もしも料金の安さだけで選んでしまい、子供が家庭教師に苦手意識を持ってしまったら、余計にリアルの世界でのコミュニケーションに不安を抱えてしまうのでかえって逆効果になってしまいます。

まとめ~タイプ別:オンライン学習とオンライン家庭教師を比較した結果

オンライン学習とオンライン家庭教師について比較してきました。

似ているようですが、生身の人間とのコミュニケーションがあるかないかという大きな差がある両者です。

したがって、今はまだできるだけ外部との接触を避けたい子供はオンライン学習を、ある程度コミュニケーション能力に余裕があって進学校を目指したい子供にはオンライン家庭教師がおすすめです。

ただし料金の面ではかなりの違いがあります。

オンライン家庭教師の方が一か月にトータルしてかかる料金は高くなるので、親は料金シミュレーションを考慮する必要があります。

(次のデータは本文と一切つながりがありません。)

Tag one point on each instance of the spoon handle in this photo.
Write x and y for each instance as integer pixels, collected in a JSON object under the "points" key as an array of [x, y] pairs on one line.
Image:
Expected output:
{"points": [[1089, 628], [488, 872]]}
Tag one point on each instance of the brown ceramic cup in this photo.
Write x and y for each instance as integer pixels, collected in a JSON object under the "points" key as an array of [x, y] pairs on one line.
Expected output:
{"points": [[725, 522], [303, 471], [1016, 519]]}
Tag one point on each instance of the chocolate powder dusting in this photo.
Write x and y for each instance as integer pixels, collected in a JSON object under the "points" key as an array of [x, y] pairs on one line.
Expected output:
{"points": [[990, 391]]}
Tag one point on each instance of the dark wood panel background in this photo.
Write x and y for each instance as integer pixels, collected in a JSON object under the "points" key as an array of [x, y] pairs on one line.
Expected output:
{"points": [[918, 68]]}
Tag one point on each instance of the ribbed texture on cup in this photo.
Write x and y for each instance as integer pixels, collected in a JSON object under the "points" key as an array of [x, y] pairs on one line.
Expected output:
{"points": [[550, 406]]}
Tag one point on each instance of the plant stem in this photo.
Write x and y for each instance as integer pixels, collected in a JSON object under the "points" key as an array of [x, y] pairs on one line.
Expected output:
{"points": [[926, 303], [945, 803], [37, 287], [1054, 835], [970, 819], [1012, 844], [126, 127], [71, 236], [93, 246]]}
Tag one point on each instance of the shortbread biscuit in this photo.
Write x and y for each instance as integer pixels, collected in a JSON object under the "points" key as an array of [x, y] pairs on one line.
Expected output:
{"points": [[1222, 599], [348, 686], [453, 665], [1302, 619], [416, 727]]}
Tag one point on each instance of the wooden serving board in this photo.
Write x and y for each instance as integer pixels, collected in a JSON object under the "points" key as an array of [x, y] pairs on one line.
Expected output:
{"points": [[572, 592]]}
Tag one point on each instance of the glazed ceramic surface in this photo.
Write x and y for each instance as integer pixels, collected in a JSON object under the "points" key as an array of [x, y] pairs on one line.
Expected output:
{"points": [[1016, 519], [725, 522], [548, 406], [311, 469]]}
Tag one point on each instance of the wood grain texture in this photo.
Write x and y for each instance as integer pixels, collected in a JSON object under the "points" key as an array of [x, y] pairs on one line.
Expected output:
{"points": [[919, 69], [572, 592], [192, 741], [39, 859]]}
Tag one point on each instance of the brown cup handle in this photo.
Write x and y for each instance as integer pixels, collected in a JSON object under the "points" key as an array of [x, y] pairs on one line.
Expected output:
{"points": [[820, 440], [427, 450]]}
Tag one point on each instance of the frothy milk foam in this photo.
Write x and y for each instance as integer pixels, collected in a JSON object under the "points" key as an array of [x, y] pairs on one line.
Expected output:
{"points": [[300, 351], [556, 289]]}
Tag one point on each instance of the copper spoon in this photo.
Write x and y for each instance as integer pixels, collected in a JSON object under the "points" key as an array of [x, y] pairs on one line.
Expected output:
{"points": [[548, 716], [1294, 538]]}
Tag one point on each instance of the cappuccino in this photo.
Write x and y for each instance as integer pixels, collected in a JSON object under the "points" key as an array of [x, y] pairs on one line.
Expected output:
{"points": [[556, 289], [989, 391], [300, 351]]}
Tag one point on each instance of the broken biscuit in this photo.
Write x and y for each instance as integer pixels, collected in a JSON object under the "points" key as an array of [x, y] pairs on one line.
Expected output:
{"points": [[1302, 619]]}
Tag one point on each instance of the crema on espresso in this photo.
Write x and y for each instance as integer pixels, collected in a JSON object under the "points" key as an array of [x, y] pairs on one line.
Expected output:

またオンライン学習でも、オプションを利用すれば専門のコーチがついてくれる会社もあるので、オンライン学習から始めて進捗状況に合わせて裾野を広げていく方法も一つです。

いずれにしても子供自身の「勉強をする」という意欲の下ではないと始まりません。

不登校はまずは疲弊した心を休ませることが第一優先なので、親が学力の心配をしすぎるあまりに子供にオンライン学習を強引に推し進めることだけはやめましょう。

子供の様子を見極めた上で、将来についての考えが子供の口から出たタイミングで、様々な学習方法を提供できるような情報集めをしておくことが大切です。